Letter Re: Off-Grid Living on an Alaskan Island

Hello,
Many US military personal who serve on an isolated duty station, in effect live off grid.  For example I was in the U.S. Coast Guard and stationed at Cape Sarichef, Alaska for a year. [It is at the end of Unimak Island.]          

We had three large Caterpillar generators.  We got our water from a reservoir that was filled from mountain runoff.  I would go the reservoir when needed and start a small hand pull pump (during the winter could take almost 30 minutes to get started.) This would pump the water along a buried pipe line, with evenly spaced vents (to let the air out).  

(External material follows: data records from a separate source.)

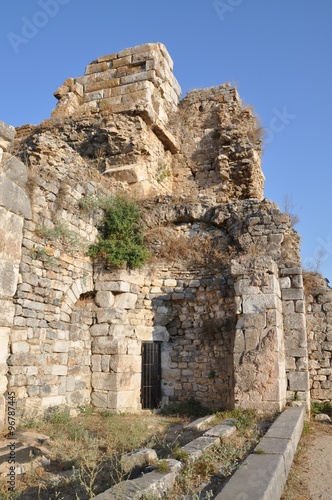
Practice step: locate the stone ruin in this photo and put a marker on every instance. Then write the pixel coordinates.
(223, 313)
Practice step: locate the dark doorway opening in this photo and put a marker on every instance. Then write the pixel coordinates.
(151, 375)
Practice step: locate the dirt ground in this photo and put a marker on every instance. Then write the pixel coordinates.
(310, 477)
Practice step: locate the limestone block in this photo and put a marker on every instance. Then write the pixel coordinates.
(107, 58)
(112, 315)
(125, 363)
(60, 346)
(93, 96)
(96, 67)
(104, 381)
(114, 286)
(285, 283)
(295, 321)
(7, 313)
(4, 339)
(133, 347)
(131, 174)
(14, 198)
(298, 381)
(108, 345)
(121, 61)
(20, 347)
(56, 370)
(101, 85)
(124, 400)
(3, 384)
(8, 278)
(99, 399)
(139, 458)
(137, 77)
(7, 135)
(52, 401)
(258, 303)
(99, 330)
(16, 171)
(78, 89)
(125, 300)
(292, 294)
(11, 226)
(170, 282)
(122, 331)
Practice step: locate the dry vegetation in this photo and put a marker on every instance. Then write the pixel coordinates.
(85, 451)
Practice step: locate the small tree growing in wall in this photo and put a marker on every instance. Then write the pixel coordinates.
(120, 239)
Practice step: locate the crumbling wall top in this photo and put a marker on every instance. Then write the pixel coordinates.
(139, 79)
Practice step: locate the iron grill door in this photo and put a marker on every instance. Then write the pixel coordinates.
(151, 375)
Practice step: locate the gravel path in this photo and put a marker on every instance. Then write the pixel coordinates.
(311, 473)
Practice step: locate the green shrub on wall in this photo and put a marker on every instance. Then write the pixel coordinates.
(120, 239)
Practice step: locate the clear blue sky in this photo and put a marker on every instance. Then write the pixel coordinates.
(277, 52)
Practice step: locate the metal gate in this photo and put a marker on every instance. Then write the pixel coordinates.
(151, 375)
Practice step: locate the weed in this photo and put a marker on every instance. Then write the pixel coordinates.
(191, 408)
(43, 255)
(163, 172)
(163, 466)
(288, 208)
(212, 375)
(180, 455)
(321, 407)
(120, 239)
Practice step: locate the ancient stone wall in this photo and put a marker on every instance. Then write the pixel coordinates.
(223, 292)
(14, 208)
(319, 332)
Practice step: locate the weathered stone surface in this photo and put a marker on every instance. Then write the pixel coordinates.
(125, 300)
(139, 458)
(14, 198)
(16, 171)
(7, 135)
(154, 483)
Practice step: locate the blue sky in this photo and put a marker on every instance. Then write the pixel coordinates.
(277, 52)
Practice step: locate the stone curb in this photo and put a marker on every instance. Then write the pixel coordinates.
(263, 475)
(212, 437)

We had a fuel farm.  Our heating was via two #2 diesel fueled boilers.  All heating equipment and almost all the vehicles ran on diesel fuel. We got our water pressure from a 5,000 gallon water tank on a hill above the station.

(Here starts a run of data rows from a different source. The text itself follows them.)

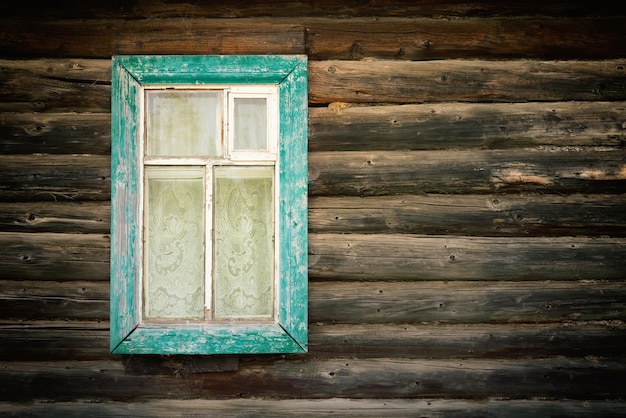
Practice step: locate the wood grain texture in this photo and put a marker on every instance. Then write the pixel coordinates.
(55, 133)
(355, 38)
(466, 302)
(424, 258)
(50, 256)
(426, 408)
(104, 38)
(375, 302)
(388, 81)
(548, 170)
(55, 178)
(89, 340)
(120, 9)
(529, 215)
(60, 217)
(552, 378)
(345, 127)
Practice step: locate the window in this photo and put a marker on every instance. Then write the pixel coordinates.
(209, 205)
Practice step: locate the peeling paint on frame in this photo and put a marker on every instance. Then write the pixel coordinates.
(290, 333)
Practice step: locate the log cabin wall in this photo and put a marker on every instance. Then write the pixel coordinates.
(467, 244)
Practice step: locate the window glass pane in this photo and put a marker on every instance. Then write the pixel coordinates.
(183, 123)
(174, 243)
(243, 239)
(250, 120)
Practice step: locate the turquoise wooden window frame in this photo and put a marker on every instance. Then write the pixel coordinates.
(289, 333)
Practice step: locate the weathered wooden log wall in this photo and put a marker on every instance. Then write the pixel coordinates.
(467, 237)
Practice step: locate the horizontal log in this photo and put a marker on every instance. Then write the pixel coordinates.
(88, 340)
(49, 85)
(97, 38)
(552, 378)
(465, 302)
(417, 257)
(60, 217)
(342, 127)
(428, 39)
(49, 256)
(76, 9)
(426, 408)
(30, 300)
(55, 133)
(50, 340)
(357, 173)
(465, 81)
(55, 177)
(468, 341)
(470, 215)
(377, 302)
(83, 85)
(547, 170)
(461, 215)
(353, 38)
(358, 128)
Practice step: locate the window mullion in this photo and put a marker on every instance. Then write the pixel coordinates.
(208, 239)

There was a septic tank and dispersal field.  Which seemed to work just fine in the bitterly cold winter, which surprised me.  We got most of our supplies via a Coast Guard C-130 once a month.  We had a runway constructed of volcanic ash and stone.  There was also a World War II runway about a two-hour drive away.  

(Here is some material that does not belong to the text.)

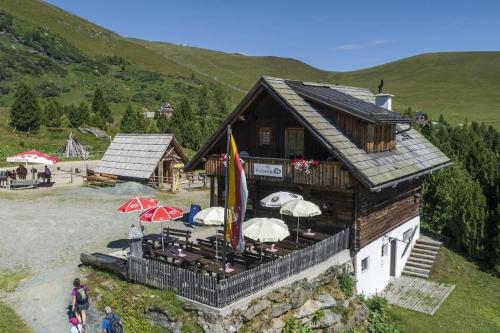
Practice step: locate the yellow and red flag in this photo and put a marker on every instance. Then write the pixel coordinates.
(236, 199)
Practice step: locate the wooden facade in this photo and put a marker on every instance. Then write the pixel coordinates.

If we were to have gotten stuck there with no re-supply we would have been in trouble for heat once the diesel ran out.  There are no trees on that island.  We had an incinerator and a dump for anything that could not be burned.  

The only way on or off the island was by air plane or helicopter.  Other than having some way to provide heat in the winter that would be the perfect place to live.  There were caribou, moose, whistle pigs [groundhogs], red foxes, seals, and a pack of feral Alaskan huskies. There were brown bears there, too.